997 Lenox Drive, Suite 100
Lawrenceville, New Jersey 08648
| Re: | Registration Statement on Form S-1 |
Ladies and Gentlemen:
We have acted as counsel to Imunon, Inc., a Delaware corporation (the “Company”), in connection with the issuance and sale by the Company of shares of its common stock, par value $0.01 per share (the “Common Stock”), having an aggregate offering price of up to $10,000,000 (the “Shares”), to be issued from time to time, pursuant to the Registration Statement on Form S-3 (File No. 333-279425) filed by the Company with the U.S. Securities and Exchange Commission (the “Commission”) under the Securities Act of 1933, as amended (the “Securities Act”), on May 15, 2024 (the “Registration Statement”), including the base prospectus contained therein (the “Base Prospectus”), and the prospectus supplements, dated September 3, 2024 and July 22, 2025 (together, the “Prospectus Supplements” and collectively with the Base Prospectus, the “Prospectus”), filed with the Commission pursuant to Rule 424(b) of the Securities Act. The Shares are to be offered and sold by the Company in accordance with that certain At the Market Offering Agreement, dated as of May 25, 2022, as amended by Amendment No. 1 to At the Market Offering Agreement, dated as of May 15, 2024, by and between the Company and H.C. Wainwright & Co., LLC (as amended, the “Sales Agreement”), as described in the Prospectus.

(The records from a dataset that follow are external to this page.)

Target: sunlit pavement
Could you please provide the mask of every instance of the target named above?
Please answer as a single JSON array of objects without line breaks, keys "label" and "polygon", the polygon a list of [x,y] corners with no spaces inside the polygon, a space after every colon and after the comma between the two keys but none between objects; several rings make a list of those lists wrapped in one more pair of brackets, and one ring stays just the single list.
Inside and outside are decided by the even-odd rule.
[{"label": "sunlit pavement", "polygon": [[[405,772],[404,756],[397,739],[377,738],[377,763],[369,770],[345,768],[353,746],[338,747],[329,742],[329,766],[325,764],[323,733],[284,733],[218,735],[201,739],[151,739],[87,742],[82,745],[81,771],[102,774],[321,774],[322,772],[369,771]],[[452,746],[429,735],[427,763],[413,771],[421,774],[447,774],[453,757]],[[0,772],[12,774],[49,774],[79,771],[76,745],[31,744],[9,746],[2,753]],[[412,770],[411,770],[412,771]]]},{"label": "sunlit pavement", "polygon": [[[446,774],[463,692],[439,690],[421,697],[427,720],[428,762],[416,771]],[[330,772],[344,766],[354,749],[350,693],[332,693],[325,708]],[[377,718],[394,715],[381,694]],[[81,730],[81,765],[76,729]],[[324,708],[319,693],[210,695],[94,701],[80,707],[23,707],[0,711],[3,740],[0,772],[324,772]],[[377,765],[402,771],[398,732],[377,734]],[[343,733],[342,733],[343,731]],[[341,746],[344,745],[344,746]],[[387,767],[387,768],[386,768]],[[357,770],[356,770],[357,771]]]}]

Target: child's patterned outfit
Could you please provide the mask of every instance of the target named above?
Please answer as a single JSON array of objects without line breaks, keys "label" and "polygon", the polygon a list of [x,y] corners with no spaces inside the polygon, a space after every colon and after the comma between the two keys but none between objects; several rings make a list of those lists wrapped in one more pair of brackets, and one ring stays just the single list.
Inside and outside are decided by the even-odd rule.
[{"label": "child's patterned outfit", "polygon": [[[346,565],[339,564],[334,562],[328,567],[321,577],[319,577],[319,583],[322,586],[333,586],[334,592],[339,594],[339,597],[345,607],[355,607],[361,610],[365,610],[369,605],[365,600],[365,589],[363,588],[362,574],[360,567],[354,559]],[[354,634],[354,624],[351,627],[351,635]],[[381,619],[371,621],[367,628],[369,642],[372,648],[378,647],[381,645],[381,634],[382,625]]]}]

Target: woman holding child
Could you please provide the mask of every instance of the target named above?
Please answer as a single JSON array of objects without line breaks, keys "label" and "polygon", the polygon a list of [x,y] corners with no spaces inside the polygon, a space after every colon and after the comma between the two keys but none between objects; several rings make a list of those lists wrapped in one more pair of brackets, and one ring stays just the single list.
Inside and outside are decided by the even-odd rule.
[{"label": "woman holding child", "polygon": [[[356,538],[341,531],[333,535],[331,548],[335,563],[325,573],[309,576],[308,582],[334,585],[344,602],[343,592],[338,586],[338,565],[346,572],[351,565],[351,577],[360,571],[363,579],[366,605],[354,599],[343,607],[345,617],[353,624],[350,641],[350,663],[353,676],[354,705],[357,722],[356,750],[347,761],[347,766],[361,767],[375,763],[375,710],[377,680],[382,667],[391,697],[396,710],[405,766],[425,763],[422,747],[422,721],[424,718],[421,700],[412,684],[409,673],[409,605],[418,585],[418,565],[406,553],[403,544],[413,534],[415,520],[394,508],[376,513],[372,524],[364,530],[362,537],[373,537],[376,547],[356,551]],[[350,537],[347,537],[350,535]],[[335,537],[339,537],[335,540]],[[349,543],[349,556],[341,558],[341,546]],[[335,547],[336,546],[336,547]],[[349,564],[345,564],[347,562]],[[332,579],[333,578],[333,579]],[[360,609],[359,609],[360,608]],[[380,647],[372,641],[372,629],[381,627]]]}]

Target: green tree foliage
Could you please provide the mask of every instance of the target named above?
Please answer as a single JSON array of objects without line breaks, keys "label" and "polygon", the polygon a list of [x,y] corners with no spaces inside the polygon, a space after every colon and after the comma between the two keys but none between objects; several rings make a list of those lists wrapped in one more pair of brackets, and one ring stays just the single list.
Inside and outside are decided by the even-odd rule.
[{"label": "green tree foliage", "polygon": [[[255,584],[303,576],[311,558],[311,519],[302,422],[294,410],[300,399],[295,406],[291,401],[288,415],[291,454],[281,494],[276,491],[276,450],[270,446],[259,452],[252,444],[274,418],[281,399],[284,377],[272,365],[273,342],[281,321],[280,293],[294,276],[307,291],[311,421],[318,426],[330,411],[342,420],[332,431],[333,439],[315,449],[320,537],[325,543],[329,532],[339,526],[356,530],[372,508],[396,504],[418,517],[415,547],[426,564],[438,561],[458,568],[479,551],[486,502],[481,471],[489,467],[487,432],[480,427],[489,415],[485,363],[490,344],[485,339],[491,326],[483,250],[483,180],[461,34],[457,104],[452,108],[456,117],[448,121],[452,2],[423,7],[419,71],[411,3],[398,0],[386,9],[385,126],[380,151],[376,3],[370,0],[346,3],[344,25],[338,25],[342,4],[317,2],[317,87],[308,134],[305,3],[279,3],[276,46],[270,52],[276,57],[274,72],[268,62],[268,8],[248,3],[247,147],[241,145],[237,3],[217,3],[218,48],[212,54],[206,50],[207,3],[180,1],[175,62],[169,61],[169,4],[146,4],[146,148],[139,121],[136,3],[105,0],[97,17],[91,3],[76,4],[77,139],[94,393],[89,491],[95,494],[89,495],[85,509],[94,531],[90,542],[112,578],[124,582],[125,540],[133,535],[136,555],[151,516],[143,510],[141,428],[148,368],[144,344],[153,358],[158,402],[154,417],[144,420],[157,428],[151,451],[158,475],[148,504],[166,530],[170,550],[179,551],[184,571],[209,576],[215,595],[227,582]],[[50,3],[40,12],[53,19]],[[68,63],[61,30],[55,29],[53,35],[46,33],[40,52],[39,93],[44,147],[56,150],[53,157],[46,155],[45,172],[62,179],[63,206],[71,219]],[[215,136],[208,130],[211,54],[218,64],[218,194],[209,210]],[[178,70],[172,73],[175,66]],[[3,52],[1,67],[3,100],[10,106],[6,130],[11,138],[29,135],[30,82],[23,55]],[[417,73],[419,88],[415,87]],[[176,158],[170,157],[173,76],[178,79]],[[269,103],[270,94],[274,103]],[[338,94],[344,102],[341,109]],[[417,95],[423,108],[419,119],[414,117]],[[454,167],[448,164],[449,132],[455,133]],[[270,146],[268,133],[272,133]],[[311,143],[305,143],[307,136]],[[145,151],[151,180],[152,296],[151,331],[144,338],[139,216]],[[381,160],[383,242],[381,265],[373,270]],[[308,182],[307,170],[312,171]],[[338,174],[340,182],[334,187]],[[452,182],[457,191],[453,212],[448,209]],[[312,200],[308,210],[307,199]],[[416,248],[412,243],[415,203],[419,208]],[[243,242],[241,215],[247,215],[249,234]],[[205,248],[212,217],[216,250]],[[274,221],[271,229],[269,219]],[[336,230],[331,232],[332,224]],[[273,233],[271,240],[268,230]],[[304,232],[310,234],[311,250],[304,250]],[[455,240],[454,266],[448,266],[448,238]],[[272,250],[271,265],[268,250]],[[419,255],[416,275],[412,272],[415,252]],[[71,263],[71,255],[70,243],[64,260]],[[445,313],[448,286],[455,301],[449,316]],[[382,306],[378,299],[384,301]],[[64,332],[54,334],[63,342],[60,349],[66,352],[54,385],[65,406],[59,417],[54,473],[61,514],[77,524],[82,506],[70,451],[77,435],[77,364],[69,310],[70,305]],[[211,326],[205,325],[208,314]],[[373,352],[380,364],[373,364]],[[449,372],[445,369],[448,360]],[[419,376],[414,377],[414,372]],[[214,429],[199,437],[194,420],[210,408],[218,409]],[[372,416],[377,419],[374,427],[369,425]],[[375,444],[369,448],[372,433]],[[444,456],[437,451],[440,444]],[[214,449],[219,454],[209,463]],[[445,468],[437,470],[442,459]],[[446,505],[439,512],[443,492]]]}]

In rendering this opinion, we have examined copies of (a) the Company’s Amended and Restated Certificate of Incorporation, as amended, and Amended and Restated By-Laws, each in the form filed as exhibits with the Commission, (b) the Registration Statement, (c) the Prospectus, (d) the Sales Agreement, and (e) such other records and documents as we have deemed advisable in order to render this opinion. In such examination, we have assumed the genuineness of all signatures, the legal capacity of all natural persons, that all parties (other than the Company as to the Sales Agreement) had the requisite power and authority (corporate or otherwise) to execute, deliver and perform such agreements or instruments, that all such agreements or instruments have been duly authorized by all requisite action (corporate or otherwise), executed and delivered by such parties, that such agreements or instruments are valid, binding and enforceable obligations of such parties, the authenticity of all documents submitted to us as originals, and the conformity to the originals or certified copies of all documents submitted to us as copies thereof. In providing this opinion, we have further relied as to certain matters on information obtained from public officials and officers of the Company.

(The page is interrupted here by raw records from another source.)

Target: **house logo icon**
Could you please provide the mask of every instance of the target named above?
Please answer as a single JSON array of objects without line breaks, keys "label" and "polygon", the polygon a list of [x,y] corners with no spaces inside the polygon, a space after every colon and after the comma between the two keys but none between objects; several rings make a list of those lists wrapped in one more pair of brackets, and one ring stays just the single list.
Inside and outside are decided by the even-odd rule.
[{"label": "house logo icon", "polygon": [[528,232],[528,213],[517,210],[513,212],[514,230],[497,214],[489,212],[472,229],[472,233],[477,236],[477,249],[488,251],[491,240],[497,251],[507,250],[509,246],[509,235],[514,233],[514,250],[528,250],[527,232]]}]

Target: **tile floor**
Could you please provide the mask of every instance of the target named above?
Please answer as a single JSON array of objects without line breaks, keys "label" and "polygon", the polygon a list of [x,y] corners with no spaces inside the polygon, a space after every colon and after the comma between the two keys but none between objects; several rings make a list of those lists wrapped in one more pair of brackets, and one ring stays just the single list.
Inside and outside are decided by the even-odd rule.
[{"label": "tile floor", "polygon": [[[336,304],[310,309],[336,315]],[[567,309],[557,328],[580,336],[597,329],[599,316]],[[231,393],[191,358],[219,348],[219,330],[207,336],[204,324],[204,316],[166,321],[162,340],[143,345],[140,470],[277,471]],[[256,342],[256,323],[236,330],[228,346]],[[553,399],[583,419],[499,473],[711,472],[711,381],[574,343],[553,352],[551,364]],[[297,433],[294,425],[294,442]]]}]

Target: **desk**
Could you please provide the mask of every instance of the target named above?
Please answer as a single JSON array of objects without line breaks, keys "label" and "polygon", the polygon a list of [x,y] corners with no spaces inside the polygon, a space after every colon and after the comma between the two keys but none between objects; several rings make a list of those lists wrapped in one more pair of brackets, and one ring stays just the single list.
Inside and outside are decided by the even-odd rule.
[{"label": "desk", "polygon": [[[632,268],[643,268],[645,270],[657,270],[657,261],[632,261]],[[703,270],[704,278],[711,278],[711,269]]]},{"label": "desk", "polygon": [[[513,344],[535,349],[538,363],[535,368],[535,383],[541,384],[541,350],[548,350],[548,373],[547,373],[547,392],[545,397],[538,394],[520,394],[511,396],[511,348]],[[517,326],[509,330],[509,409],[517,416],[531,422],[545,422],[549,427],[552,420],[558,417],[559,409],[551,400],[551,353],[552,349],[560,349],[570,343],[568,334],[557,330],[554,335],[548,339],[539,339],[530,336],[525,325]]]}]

As a result of and subject to the foregoing, we are of the opinion that the Shares to be issued pursuant to the Sales Agreement have been duly authorized for issuance, and upon the issuance and delivery of the Shares against payment of the consideration therefor (not less than par value) in accordance with the terms of the Sales Agreement, the Shares will be validly issued, fully paid and non-assessable.

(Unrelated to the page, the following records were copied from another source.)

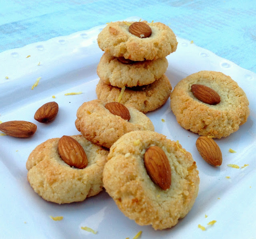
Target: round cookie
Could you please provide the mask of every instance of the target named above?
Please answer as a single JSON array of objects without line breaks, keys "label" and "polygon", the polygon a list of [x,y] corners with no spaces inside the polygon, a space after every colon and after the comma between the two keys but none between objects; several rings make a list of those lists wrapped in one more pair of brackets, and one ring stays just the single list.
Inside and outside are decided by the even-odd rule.
[{"label": "round cookie", "polygon": [[[163,150],[170,162],[172,182],[166,190],[153,182],[144,166],[145,151],[153,146]],[[140,225],[171,227],[194,203],[198,172],[191,154],[178,146],[156,132],[138,131],[125,134],[110,148],[103,170],[104,188],[124,215]]]},{"label": "round cookie", "polygon": [[[215,91],[220,102],[210,105],[197,99],[191,91],[194,84]],[[250,113],[245,93],[230,77],[203,71],[180,81],[171,95],[171,108],[178,122],[186,129],[204,136],[220,138],[237,130]]]},{"label": "round cookie", "polygon": [[81,135],[70,137],[85,152],[88,165],[84,168],[70,167],[61,159],[58,138],[38,145],[27,161],[28,180],[35,192],[46,201],[59,204],[80,201],[102,191],[102,172],[108,151]]},{"label": "round cookie", "polygon": [[122,63],[118,57],[104,53],[97,67],[97,73],[104,83],[122,88],[148,85],[160,78],[166,71],[166,57],[153,61]]},{"label": "round cookie", "polygon": [[111,55],[132,61],[164,57],[176,50],[176,37],[168,26],[161,22],[143,22],[151,28],[149,37],[141,38],[129,32],[134,22],[110,22],[98,36],[99,47]]},{"label": "round cookie", "polygon": [[[164,105],[170,97],[172,89],[169,79],[164,75],[149,85],[126,88],[120,103],[146,113]],[[105,84],[101,80],[96,87],[98,98],[106,102],[117,101],[121,90],[120,88]]]},{"label": "round cookie", "polygon": [[128,132],[154,130],[149,118],[136,109],[127,107],[130,115],[128,121],[111,113],[105,105],[99,100],[85,102],[76,113],[76,128],[86,138],[94,144],[110,148],[120,137]]}]

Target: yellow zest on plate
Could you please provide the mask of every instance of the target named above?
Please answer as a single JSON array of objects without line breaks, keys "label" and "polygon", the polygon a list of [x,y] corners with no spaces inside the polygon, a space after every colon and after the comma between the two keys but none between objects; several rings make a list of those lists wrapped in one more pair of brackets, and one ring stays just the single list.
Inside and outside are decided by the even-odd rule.
[{"label": "yellow zest on plate", "polygon": [[202,226],[200,224],[198,224],[198,228],[200,228],[202,231],[205,231],[205,227],[203,226]]},{"label": "yellow zest on plate", "polygon": [[61,221],[63,219],[63,217],[62,216],[58,216],[57,217],[50,216],[50,217],[54,221]]},{"label": "yellow zest on plate", "polygon": [[208,223],[208,225],[213,225],[214,223],[217,222],[217,221],[216,220],[213,220],[212,221],[209,221]]},{"label": "yellow zest on plate", "polygon": [[117,99],[117,102],[118,103],[120,103],[120,101],[121,101],[122,97],[123,97],[123,95],[124,95],[124,90],[125,90],[125,86],[122,87],[121,89],[121,92],[120,92],[120,94],[119,94],[119,95],[118,96],[118,98]]},{"label": "yellow zest on plate", "polygon": [[32,86],[32,87],[31,88],[32,90],[34,89],[34,88],[37,86],[38,84],[38,83],[39,82],[39,81],[41,79],[41,77],[39,77],[36,79],[36,81],[35,83]]},{"label": "yellow zest on plate", "polygon": [[142,231],[140,231],[135,235],[135,236],[132,239],[137,239],[140,236],[142,233]]},{"label": "yellow zest on plate", "polygon": [[177,140],[176,141],[176,145],[177,145],[177,147],[183,153],[186,154],[186,151],[185,150],[182,148],[180,147],[180,144],[179,144],[179,140]]},{"label": "yellow zest on plate", "polygon": [[233,150],[232,148],[230,148],[228,150],[228,152],[230,152],[230,153],[236,153],[236,152],[234,150]]},{"label": "yellow zest on plate", "polygon": [[70,92],[70,93],[66,93],[65,95],[80,95],[82,94],[82,91],[79,91],[79,92]]},{"label": "yellow zest on plate", "polygon": [[237,165],[236,164],[227,164],[227,166],[228,167],[230,167],[231,168],[239,168],[239,166],[238,165]]},{"label": "yellow zest on plate", "polygon": [[249,166],[249,164],[244,164],[243,166],[241,166],[241,168],[245,168],[247,166]]},{"label": "yellow zest on plate", "polygon": [[81,229],[82,230],[84,230],[84,231],[86,231],[91,232],[94,234],[96,234],[98,233],[98,231],[94,231],[93,229],[92,229],[92,228],[88,227],[81,227]]}]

Our opinion expressed above is limited to the General Corporation Law of the State of Delaware, as currently in effect, and we express no opinion as to the effect on the matters covered by this letter of the laws of any other jurisdiction.
This opinion letter is expressly limited to the matters set forth above, and we render no opinion, whether by implication or otherwise, as to any other matters relating to the Company, the Shares, the Registration Statement or the Prospectus.
We hereby consent to the filing of this opinion as an exhibit to the Company’s Current Report on Form 8-K, which is incorporated by reference into the Registration Statement, and to the use of our name wherever it appears in the Registration Statement, the Prospectus, any Prospectus Supplement, and in any amendment or supplement thereto. In giving this consent, we do not hereby admit that we are within the category of persons whose consent is required under Section 7 of the Securities Act or the rules and regulations of the Commission promulgated thereunder.